Joni Eareckson Tada: Sharing Hope

To Live is Christ

Episode Summary

How can you long and look for a healer unless you know suffering? It is your afflictions that guide you to the gates of heaven. It is your suffering that often leads you to Scripture. Hear Joni speak on why she’s so grateful to have learned this lesson.

Episode Transcription

“For to me, to live is Christ and to die is gain.”

            Hi, I’m Joni Eareckson Tada and that is Philippians 1:21. Probably very familiar to you and it is to me too. Back when I was a teenager, when I first came to Jesus, I underlined that verse in my high school Bible. I memorized it. I wrote it on the covers of my textbooks as a witness to my classmates. I wanted everybody at Woodlawn Senior High School to know that “For to me, to live is Christ and to die is gain.” And I meant it – or at least as much as I was able to mean it. Way back then, Philippians 1:21; I guess it translated for me like this: “If someone sneers at my Christianity, I’ll stick up for you, Jesus. I’ll live for you in the hallways of my school: I’ll watch out for the underdog, I won’t curse, I’ll stick to moral standards when I’m with my boyfriend [Yeah, how long did that last?].” But then I graduated from high school and [as you know] shortly afterward, I broke my neck. Paralyzed in a wheelchair, I realized that I knew nothing about that Bible verse. What does it mean, “to live is Christ?” I had no problem understanding that to die would be gain – I mean, I couldn’t stand being a quadriplegic! I wanted out.

            But after my time in the hospital and in rehab, after a few years passed, those words from Paul began to mean something fresh and new, something far different than what I imagined as a 15-year-old. Now, I credit a lot of that to my Christian friends who were praying for me. They were patient with me. They loved me in such practical ways. They would flip open the Bible to Paul’s epistles, especially his letter to the Philippians. I mean, he was writing that book from jail. He was writing Philippians 1:21 after countless floggings, and at least one stoning, and even a shipwreck. His body is full of pain, and he has experienced disappointments. So, it’s clear from reading Philippians that Paul needs Jesus. The deep suffering that he has weathered has increased his need of Jesus. And it is in his need, that Paul ate, drank, and slept eternal life in Christ. Jesus was his very breath, the soul of his soul, and the life of his life. And this was his secret to contentment, even after all the afflictions he endured.
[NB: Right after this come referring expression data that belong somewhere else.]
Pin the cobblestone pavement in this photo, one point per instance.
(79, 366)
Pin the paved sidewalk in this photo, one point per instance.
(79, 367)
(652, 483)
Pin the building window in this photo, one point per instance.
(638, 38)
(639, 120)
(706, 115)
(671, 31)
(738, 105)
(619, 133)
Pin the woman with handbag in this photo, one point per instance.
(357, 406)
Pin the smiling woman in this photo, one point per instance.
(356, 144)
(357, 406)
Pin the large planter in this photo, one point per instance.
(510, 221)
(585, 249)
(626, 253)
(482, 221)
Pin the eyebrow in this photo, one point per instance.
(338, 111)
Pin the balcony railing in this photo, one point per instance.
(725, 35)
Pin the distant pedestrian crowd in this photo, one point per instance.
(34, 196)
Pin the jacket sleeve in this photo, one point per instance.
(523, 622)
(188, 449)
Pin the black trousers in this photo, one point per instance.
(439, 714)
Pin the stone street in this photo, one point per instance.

            And as my friends helped me work through the book of Philippians, I realized, finally, my desperate need of Christ. I began to eat, drink and sleep Jesus. He became the soul of my soul and the life of my life [unlike the way he was in high school]. Now, I couldn’t have said those things before I suffered [you know, back in high school], but my quadriplegia utterly threw me into the arms of my Savior. Suffering does that. It makes us say, “Oh, make no mistake, for me to live is Christ.” How would we know, how would we really know our Savior unless we realized we needed saving? How would we reach out to our deliverer unless we saw that [oh my goodness] we need delivering? How could we long and look for a healer, unless we knew sin, and sickness, and suffering? It is our afflictions that guide us to the gates of heaven. It is our suffering that often leads us to scripture. And I’m so grateful I learned that lesson. And so, I have the Word of God, I got my Christian friends, and my quadriplegia to thank when it comes to saying that for me to live really is Jesus Christ. Psalm 119 says, “[God], you are my strength, you are my shield, my helper, my hope, and my song.” So today, friend, don’t despise your afflictions. They can help you to say, “For me, to live is Christ” – and you will truly mean it.